In from three to five days after hatching if the weather is fine, the young queen will leave the miniature hive, and take a flight in the open air, to meet the drone for the purpose of fecundation. If successful, she will commence to lay in about two days. She may then be introduced to a full stock at any time desired. Recollect it will be useless to rear queens where there are no drones.

When stocks are liberally fed early in the season, drones will appear correspondingly early. And if from a stock well supplied with drones, you remove the queen, the workers will not destroy the drones in that hive until they have obtained another fertile laying queen. With this idea in view, viz:—early and liberal feeding to produce drones early, and depriving a popular stock (well supplied with drones) of its queen the last of the season, we can have drones sufficient for our purpose from early spring until late in the fall.

I have in several instances, for the purpose of securing drones very early in the spring, deprived a populous stock, containing a large number of drones, of its queen, very late in the fall, and wintered them queenless. In this manner the drones were permitted by the bees to remain and winter with the swarm. Early in the spring they were re-enforced with hatching brood from popular stocks, but were permitted to rear no queens, in order that the drones might be preserved. As soon as drones appeared in the other stocks, this stock was furnished with a laying queen and it was as prosperous as the best.

By this plan drones may be kept through the winter, if their services are required very early in the spring, before we can raise them from the best stocks by judicious feeding, which very rarely can be done. The bees for rearing queens are usually obtained from populous hives, such as will hardly miss a pint or quart from their numbers, great care being exercised not to remove the queen. The best time to get the bees is in the middle of the day. Go to a stock and first find the queen. Set the comb she is on to one side. Put your light box (prepared as before described with a hole in the top) on a sheet near by, with one edge raised an inch. Take one or more combs from the hive (being careful not to get the one with the queen,) and shake the bees from them down beside the box, which they will readily enter. When you have bees enough in the box, close it so none can escape. You now have the bees ready to put in the miniature hive, as before directed.

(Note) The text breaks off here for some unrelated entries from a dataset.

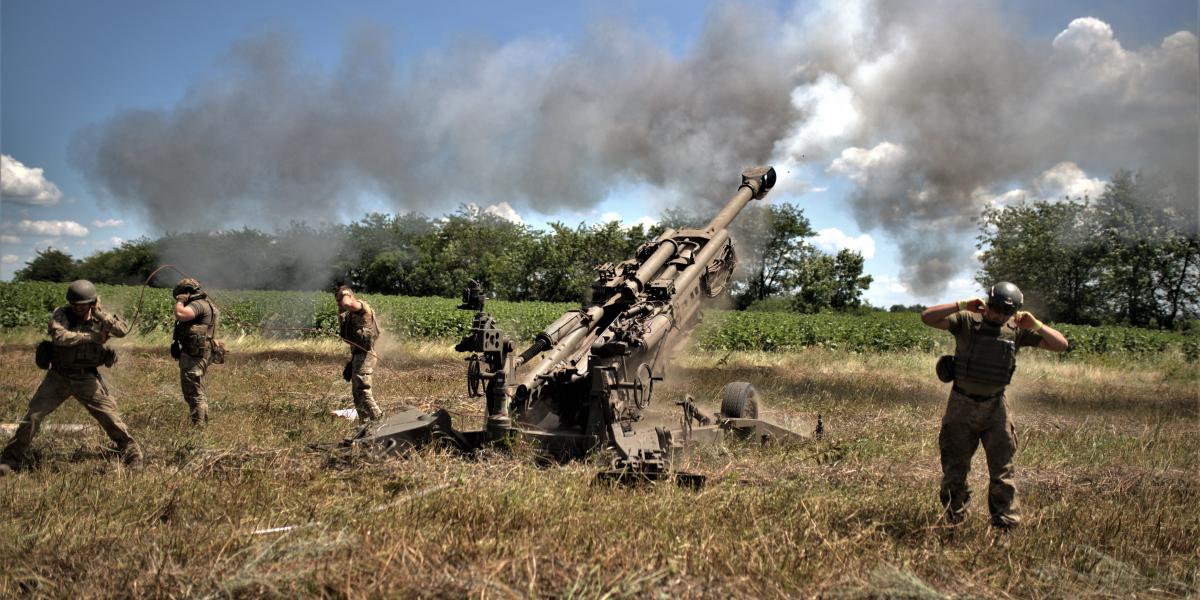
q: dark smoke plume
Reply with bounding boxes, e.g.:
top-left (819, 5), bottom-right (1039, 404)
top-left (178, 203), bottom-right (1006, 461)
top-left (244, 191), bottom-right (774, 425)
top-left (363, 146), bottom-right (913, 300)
top-left (72, 0), bottom-right (1200, 295)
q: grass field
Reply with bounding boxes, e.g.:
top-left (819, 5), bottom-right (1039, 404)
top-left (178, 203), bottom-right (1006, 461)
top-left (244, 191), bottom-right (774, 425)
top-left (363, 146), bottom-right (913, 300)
top-left (0, 331), bottom-right (1200, 599)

I think I have given such instruction as will enable any one, after a little practice, to rear queens successfully.[7] I will follow it with such information as will insure success in introducing queens into full stocks of bees.

[7] By taking brood for rearing queens only from such stocks as exhibit the greatest industry, mildness of disposition, vigor in withstanding the cold etc., I find I am able to greatly improve the desirable qualities of my bees from year to year. This systematic course of treatment has produced swarms possessing very valuable characteristics. It is surprising to note the difference in profits and ease of management, between bees that have always been left to take their own course, and such as have had their most desirable traits cultivated and improved to the greatest possible extent for a term of years. The difference is almost as marked as between the savage in native wilds and the most intelligent and highly educated member of society.